Pakistan has formally asked Japan to act as mediator between it and the international community to ease tensions raised by Islamabad's nuclear test explosions, Japanese Foreign Ministry officials said yesterday.
Pakistani Foreign Ministry official, Mr Tariq Altaf, conveyed the request to Japan's ambassador to Pakistan, Mr Minoru Kubota, on Monday, the officials said.
Islamabad's call for Japanese mediation came as Japan floated the idea of arranging talks between Pakistan and India in Tokyo to discuss the dispute between the two countries over Kashmir.

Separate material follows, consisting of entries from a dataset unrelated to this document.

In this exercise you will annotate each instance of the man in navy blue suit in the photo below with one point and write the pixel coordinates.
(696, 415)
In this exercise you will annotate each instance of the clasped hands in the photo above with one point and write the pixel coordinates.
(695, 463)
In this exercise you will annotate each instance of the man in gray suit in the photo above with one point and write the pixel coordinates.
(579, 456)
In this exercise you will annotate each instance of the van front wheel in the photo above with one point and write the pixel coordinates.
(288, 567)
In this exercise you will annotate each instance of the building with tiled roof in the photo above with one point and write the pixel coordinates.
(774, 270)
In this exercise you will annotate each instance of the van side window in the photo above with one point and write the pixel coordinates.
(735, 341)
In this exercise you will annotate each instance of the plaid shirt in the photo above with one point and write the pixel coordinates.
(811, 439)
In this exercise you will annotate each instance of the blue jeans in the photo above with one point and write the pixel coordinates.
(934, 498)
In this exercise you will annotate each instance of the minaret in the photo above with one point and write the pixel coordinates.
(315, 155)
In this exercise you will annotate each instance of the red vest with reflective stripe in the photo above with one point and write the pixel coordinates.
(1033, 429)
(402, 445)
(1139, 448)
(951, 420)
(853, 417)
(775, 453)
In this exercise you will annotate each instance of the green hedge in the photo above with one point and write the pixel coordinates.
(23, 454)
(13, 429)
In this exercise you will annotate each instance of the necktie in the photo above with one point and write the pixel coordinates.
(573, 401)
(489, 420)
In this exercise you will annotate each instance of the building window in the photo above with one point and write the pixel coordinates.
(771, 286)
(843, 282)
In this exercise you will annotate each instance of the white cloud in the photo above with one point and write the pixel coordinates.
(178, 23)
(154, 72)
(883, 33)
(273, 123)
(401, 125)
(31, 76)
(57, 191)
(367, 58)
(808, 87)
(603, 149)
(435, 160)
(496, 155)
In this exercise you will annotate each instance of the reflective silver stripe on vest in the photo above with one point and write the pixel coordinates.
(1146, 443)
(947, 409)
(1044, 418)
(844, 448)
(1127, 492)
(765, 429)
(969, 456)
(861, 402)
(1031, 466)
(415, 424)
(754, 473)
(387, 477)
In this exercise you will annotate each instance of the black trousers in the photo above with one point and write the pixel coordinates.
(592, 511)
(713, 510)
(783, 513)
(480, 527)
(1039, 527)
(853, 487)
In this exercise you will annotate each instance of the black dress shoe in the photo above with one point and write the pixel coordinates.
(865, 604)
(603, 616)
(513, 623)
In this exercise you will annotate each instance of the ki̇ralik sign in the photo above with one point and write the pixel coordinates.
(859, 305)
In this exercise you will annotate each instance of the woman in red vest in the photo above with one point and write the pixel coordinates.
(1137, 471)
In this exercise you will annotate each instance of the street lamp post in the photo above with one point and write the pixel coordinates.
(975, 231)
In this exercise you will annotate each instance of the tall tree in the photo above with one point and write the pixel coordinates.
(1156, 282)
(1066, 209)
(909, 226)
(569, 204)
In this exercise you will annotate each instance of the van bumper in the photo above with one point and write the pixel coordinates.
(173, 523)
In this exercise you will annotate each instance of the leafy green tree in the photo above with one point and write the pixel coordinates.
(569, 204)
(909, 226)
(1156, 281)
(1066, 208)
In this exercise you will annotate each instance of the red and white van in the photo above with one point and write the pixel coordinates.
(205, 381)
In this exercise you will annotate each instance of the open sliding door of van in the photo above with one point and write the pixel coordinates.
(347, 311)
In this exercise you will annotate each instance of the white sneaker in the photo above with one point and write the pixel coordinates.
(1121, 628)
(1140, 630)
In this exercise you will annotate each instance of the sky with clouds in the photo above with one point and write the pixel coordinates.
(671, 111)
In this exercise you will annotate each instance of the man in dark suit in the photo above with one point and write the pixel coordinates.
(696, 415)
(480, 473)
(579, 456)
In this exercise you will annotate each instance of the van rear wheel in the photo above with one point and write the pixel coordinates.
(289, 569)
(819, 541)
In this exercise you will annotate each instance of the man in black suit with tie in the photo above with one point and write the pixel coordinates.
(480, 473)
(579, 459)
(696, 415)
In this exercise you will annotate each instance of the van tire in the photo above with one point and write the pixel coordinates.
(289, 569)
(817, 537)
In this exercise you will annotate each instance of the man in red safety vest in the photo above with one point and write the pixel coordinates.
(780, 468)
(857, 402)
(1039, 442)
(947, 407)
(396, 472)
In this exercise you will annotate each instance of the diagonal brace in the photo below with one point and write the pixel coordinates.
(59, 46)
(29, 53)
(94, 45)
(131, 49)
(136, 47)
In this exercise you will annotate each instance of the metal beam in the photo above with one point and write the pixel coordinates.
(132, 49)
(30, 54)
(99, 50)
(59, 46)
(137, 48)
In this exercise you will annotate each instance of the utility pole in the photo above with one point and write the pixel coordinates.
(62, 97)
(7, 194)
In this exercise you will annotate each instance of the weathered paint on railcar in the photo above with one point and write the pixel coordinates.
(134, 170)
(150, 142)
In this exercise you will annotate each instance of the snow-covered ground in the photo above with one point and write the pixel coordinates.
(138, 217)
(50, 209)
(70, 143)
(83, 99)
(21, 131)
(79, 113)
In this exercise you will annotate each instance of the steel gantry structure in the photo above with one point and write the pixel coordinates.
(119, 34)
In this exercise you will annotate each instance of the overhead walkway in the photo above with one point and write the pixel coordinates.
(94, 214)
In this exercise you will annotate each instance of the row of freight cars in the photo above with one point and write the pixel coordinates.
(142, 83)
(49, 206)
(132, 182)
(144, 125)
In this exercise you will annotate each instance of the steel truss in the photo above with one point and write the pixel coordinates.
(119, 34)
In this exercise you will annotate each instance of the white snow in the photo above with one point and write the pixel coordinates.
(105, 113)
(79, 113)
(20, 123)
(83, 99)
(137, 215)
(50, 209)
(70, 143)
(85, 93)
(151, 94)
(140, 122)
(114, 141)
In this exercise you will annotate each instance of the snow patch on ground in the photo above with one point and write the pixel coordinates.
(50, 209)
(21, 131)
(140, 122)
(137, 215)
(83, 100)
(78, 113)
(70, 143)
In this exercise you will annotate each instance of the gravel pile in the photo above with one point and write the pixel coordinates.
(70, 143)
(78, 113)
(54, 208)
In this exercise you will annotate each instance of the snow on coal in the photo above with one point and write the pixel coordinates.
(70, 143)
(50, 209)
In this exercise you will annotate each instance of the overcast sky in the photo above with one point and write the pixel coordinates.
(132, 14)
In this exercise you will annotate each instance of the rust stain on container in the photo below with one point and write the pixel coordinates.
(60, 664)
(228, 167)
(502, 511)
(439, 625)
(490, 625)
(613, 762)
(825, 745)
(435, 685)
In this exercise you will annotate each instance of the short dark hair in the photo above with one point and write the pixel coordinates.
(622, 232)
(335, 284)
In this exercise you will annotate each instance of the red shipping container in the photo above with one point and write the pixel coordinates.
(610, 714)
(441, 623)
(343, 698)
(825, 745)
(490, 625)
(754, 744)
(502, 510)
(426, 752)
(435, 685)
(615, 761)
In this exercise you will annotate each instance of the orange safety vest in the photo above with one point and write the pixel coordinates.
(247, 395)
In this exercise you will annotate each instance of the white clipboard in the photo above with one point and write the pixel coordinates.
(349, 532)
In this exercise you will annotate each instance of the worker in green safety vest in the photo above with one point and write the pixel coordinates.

"It would be good if we could invite the two countries and work for a peaceful solution," the Japanese Foreign Minister, Mr Keizo Obuchi, told a news conference in Tokyo. "We want to make the proposal as soon as possible." But Mr Obuchi said it was doubtful whether the two countries would accept the proposal, since both of them considered Kashmir a domestic issue.
Meanwhile, in the Pakistani capital, Islamabad, the Prime Minister, Mr Nawaz Sharif, launched a national self-reliance fund to deal with the effects of international sanctions over Pakistan's nuclear tests and appealed for a mass response.
In a televised address he asked Pakistanis at home and abroad to donate generously to the fund.
Calling last week's tests of nuclear devices by Pakistan as auspicious events, Mr Sharif said his government championed national self-reliance.
Some 40 countries at the Conference on Disarmament in Geneva demanded yesterday that India and Pakistan immediately sign UN nuclear non-proliferation treaties.